Tiene que volver a haber un aliciente por aprender, devolver la autoridad a los profesores, una exigencia para poder pasar de curso y un inequívoco objetivo por formar y educar
De la misma manera que la consellera Simó no es responsable de la situación actual, sí que tendrá responsabilidad en las medidas que se acaben adoptando a partir de ahora. En este sentido, las diez medidas anunciadas el lunes en rueda de prensa distan mucho de ser la respuesta que el país necesita ante la emergencia actual. Es comprensible cuando dice que no hay que improvisar, pero se equivoca cuando señala que no se pueden dar golpes de volante. Nada más lejos de la realidad: cuando se va directo al precipicio, justamente lo que hay que dar es un golpe de volante. Este martes, el Consell Escolar ha aprobado el informe que pide a la conselleria que prohíba el uso del móvil en la educación primaria, que se restrinja en la ESO y se permita en el bachillerato y la FP. Otras comunidades autónomas hace diez años que ya adoptaron medidas restrictivas con el móvil, incluso superiores a las que ahora se plantean en Catalunya. Italia estableció por ley su prohibición en 2007 y otros países lo han ido adoptando en esta década. ¿Por qué aquí hemos esperado tanto?
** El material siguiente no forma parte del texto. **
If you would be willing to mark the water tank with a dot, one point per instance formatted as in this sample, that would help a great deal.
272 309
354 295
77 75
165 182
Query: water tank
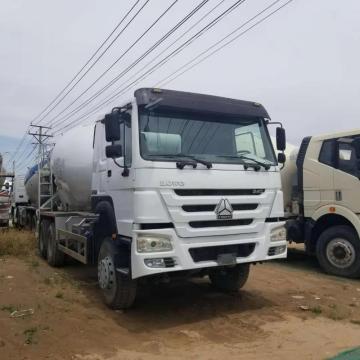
31 185
71 165
289 176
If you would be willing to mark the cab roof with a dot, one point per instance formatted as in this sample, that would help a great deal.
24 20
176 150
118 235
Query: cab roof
194 102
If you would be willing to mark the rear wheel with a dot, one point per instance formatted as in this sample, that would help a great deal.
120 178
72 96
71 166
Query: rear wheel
119 290
338 251
230 279
55 257
33 221
43 228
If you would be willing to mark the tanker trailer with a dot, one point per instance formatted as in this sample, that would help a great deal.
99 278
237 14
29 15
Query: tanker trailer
167 185
25 199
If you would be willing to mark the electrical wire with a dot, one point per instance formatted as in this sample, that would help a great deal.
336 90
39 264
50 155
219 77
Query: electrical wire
220 48
90 59
86 72
138 60
116 61
168 78
15 153
167 58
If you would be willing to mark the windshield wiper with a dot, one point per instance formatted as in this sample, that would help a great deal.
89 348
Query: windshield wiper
208 164
180 164
243 157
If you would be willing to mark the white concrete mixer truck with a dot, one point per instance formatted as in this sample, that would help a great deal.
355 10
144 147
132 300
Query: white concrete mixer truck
322 200
169 184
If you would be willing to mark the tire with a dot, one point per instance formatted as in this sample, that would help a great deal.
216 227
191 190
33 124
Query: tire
33 221
28 222
119 291
55 257
230 279
42 240
338 251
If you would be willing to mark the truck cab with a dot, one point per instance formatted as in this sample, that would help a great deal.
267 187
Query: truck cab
178 185
327 201
191 183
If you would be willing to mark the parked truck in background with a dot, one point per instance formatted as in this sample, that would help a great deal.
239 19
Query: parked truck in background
23 214
322 200
170 184
5 203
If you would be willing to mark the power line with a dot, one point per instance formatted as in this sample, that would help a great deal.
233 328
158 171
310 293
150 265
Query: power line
224 45
169 56
89 60
86 72
163 82
78 73
146 53
116 61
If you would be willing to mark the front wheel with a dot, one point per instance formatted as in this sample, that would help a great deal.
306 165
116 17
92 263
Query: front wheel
338 251
230 279
55 257
43 229
119 290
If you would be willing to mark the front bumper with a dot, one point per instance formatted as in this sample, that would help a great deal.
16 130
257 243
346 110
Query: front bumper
184 261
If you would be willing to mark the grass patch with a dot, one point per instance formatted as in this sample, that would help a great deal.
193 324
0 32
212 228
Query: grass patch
29 335
17 243
59 295
316 310
9 308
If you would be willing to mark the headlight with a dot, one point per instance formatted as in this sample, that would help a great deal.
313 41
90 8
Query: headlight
149 243
278 234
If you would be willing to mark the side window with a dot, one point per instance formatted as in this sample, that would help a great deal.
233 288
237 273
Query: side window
347 159
126 140
128 144
326 153
248 140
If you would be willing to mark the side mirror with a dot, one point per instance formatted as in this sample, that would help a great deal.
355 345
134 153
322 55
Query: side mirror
281 158
112 127
280 139
356 146
113 151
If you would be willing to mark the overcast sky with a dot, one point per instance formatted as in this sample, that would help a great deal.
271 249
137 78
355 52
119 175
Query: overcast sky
302 64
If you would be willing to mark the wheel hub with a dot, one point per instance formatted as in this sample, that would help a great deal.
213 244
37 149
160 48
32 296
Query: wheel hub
340 253
106 273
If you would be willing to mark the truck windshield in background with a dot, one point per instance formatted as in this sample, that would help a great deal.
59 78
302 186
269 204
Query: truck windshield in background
166 134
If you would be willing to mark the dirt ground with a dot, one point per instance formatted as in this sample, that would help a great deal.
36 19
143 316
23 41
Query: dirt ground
287 310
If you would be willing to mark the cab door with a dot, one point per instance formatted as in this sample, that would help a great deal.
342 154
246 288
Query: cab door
346 175
120 177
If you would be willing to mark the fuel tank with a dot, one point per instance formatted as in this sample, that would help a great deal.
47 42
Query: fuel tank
71 166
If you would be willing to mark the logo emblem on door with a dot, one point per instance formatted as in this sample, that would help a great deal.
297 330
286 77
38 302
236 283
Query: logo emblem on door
224 210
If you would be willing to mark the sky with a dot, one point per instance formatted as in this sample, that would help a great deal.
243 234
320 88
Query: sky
302 63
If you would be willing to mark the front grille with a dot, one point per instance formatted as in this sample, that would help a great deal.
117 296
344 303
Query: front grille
218 192
212 252
200 208
169 262
220 223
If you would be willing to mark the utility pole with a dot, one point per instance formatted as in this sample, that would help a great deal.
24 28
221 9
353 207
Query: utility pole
39 133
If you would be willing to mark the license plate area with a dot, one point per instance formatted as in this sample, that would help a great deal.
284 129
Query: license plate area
226 259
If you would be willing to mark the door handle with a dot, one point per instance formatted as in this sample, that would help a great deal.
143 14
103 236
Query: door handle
338 195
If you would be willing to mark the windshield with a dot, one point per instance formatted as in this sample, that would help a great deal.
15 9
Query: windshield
170 135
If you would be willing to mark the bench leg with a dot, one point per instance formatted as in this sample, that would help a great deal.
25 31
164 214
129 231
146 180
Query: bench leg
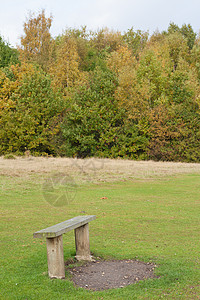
55 257
82 243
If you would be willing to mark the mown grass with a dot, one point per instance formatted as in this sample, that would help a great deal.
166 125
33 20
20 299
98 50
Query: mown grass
151 220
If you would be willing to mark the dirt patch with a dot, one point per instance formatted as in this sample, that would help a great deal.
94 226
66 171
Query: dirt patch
102 275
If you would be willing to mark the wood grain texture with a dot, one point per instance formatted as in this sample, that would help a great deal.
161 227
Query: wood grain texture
55 257
82 243
63 227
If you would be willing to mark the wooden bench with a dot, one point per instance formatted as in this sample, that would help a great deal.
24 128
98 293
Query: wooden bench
53 235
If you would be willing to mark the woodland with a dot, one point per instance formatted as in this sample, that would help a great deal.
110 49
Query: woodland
101 93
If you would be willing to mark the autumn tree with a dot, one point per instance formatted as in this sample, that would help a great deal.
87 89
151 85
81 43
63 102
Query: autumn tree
8 55
65 67
136 40
36 43
29 111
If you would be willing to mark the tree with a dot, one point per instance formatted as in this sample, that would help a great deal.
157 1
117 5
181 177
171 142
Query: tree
29 112
65 68
8 55
36 44
136 40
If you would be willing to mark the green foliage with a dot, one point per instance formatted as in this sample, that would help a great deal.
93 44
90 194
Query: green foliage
8 55
29 116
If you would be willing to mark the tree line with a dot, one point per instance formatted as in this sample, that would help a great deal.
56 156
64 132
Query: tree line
101 93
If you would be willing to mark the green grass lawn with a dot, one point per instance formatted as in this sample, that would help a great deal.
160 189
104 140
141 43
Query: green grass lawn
153 220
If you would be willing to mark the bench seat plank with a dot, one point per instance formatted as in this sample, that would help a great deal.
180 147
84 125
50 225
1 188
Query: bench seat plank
61 228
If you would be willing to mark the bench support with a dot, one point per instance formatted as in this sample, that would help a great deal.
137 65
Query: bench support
55 257
82 243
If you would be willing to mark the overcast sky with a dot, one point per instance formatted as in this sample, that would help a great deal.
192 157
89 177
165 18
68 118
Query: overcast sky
114 14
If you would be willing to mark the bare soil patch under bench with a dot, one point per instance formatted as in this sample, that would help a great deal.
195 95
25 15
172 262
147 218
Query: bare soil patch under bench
102 275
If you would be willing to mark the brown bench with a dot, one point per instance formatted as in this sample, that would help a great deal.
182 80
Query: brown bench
53 235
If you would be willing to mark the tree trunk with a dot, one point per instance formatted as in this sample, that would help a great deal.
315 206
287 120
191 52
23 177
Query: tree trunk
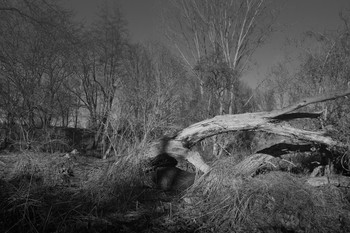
179 146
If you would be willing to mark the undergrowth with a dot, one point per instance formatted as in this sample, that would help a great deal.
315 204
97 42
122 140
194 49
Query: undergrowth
39 195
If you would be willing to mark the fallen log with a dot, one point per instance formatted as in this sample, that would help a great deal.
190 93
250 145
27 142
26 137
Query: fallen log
272 122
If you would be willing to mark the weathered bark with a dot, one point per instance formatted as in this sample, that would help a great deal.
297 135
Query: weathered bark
269 122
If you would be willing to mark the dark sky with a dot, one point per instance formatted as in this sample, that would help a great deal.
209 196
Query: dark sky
296 17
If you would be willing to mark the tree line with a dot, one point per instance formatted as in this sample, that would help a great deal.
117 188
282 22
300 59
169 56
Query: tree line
55 71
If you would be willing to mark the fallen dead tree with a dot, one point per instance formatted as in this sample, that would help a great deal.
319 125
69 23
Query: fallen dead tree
271 122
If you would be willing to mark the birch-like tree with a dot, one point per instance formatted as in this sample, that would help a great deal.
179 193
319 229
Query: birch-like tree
220 36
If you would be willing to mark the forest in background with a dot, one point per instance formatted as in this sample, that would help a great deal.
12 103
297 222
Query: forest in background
65 85
56 72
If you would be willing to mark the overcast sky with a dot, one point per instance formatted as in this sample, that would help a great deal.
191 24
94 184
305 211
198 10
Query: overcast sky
296 17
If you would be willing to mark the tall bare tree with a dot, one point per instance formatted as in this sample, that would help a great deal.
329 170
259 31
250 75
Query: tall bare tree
229 29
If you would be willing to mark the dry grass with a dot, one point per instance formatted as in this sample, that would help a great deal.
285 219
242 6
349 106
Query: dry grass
38 195
273 202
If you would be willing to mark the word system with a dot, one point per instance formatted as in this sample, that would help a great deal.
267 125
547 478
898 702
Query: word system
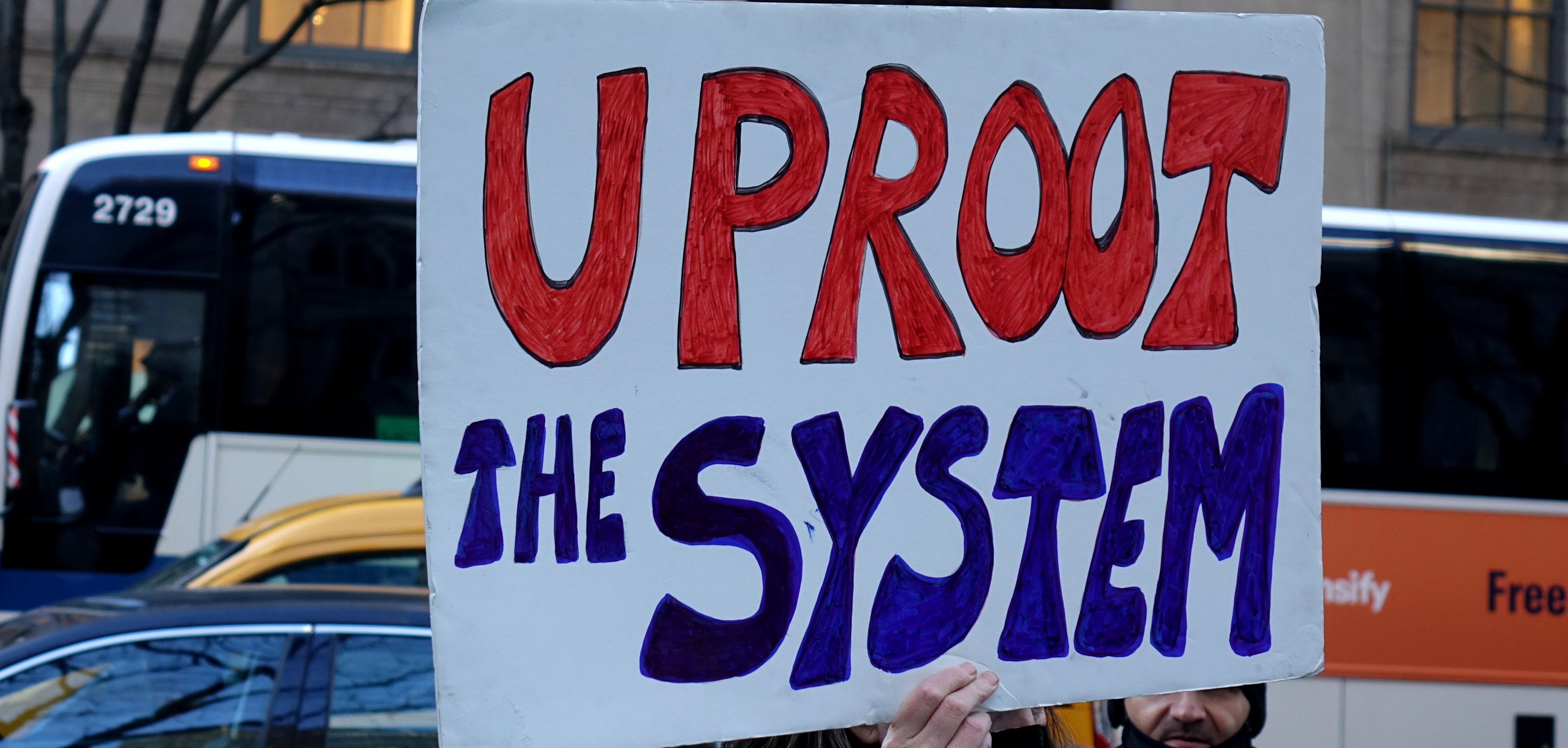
777 356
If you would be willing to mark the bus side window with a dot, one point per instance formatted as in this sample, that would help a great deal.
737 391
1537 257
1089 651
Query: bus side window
322 327
1490 328
1352 302
1445 367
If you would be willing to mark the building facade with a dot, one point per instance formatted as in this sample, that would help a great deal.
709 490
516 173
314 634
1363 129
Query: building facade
349 73
1448 106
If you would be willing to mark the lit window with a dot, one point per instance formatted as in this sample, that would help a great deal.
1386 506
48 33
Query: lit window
1486 66
349 30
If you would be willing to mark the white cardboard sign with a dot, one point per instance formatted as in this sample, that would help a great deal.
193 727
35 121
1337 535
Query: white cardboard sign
775 356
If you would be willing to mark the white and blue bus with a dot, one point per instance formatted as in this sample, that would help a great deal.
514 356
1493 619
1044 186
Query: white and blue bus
190 322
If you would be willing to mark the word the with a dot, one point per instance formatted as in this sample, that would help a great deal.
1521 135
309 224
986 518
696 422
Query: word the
1225 123
1051 455
1357 589
1531 598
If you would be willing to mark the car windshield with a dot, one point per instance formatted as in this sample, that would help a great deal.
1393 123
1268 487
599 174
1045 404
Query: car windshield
189 568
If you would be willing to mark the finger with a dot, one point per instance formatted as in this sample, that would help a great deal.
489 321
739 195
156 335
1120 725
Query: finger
1018 719
974 731
924 700
868 735
954 709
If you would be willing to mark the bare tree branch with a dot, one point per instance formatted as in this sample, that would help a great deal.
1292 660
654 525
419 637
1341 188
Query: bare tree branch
66 63
382 129
16 110
253 63
195 59
225 21
140 55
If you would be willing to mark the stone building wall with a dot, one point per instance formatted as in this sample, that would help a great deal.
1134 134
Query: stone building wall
289 95
1371 159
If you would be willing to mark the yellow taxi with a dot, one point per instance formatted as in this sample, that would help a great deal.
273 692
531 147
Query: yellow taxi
344 540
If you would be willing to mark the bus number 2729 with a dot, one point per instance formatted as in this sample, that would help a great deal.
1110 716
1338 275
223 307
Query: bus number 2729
143 211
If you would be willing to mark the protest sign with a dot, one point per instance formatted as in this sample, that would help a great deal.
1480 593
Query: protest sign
775 356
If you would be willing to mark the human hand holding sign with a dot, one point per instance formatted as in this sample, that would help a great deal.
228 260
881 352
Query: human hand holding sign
941 714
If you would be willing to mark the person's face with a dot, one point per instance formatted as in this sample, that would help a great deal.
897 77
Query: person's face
1191 719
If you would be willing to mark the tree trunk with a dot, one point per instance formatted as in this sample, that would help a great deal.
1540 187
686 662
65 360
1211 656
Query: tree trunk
195 59
66 62
60 85
16 110
139 66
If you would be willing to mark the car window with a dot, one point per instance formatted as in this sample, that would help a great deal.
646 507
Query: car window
383 694
393 568
211 692
190 567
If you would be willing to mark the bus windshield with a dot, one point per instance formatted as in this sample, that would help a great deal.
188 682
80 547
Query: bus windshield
267 295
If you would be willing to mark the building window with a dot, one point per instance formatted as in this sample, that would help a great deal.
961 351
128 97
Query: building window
358 30
1487 69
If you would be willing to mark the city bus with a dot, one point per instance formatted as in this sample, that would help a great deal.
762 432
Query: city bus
200 328
1445 424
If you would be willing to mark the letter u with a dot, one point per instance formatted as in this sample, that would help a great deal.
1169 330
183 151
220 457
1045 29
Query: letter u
565 322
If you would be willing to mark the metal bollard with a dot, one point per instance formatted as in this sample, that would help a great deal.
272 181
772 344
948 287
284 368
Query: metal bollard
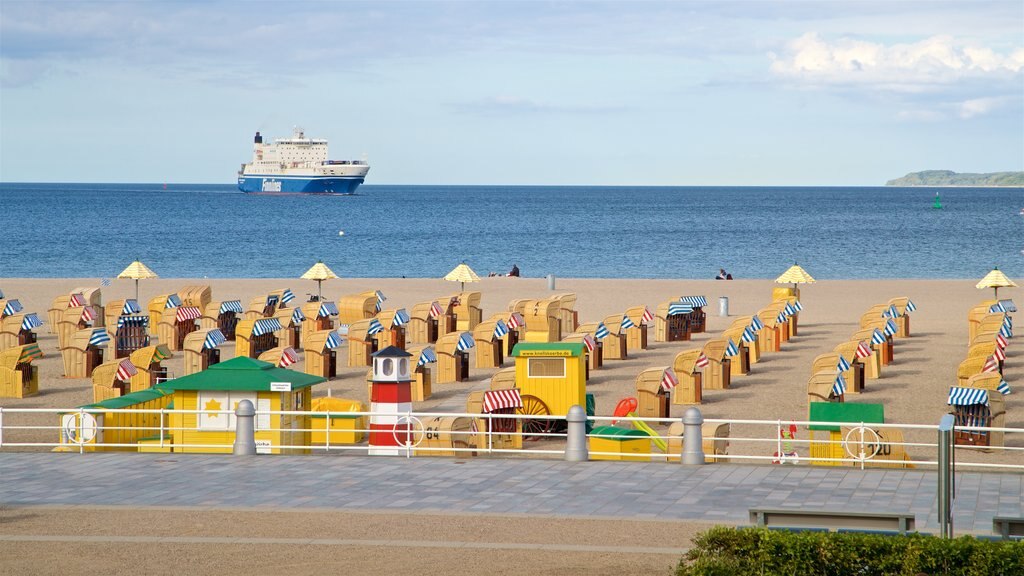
945 482
692 441
576 437
245 429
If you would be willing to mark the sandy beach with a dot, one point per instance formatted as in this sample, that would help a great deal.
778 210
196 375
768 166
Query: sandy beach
913 388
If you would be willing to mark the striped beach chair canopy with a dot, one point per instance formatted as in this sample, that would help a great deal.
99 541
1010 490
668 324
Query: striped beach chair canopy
213 339
680 309
230 305
967 397
508 399
695 301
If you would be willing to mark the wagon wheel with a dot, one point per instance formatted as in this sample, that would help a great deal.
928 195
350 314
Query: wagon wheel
532 406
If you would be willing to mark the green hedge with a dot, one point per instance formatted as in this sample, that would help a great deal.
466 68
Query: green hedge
729 551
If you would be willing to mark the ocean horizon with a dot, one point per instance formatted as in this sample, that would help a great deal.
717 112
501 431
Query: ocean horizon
193 231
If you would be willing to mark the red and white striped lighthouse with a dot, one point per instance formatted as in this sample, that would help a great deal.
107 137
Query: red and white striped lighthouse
390 395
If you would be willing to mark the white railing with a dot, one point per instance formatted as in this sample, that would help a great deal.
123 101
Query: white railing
83 429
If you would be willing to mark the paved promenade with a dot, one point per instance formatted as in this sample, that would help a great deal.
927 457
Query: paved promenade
658 492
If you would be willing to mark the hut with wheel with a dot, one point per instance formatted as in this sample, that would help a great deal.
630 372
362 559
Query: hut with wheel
18 329
718 373
177 323
500 429
687 367
148 365
423 323
18 378
113 379
282 357
394 322
84 352
453 357
253 337
202 350
292 326
354 307
322 353
853 372
672 322
551 377
223 316
157 306
654 386
979 403
636 332
267 305
488 336
363 342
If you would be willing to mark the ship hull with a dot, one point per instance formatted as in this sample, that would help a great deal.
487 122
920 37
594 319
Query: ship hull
273 183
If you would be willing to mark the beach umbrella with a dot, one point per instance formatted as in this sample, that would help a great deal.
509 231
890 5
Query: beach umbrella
795 275
995 280
320 273
137 271
462 274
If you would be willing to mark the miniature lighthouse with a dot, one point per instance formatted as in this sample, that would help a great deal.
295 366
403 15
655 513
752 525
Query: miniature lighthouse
390 395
Es necesario llegar a consensos básicos, claro que sí. Pero consensos que no sean cosméticos y que mejoren la preparación y la formación de nuestros alumnos. Que vuelva a haber un aliciente por aprender, devolver la autoridad a los profesores, una exigencia para poder pasar de curso y un inequívoco objetivo por formar y educar. Si no, el consenso solo hará que llevarnos aún más abajo de lo que ya estamos.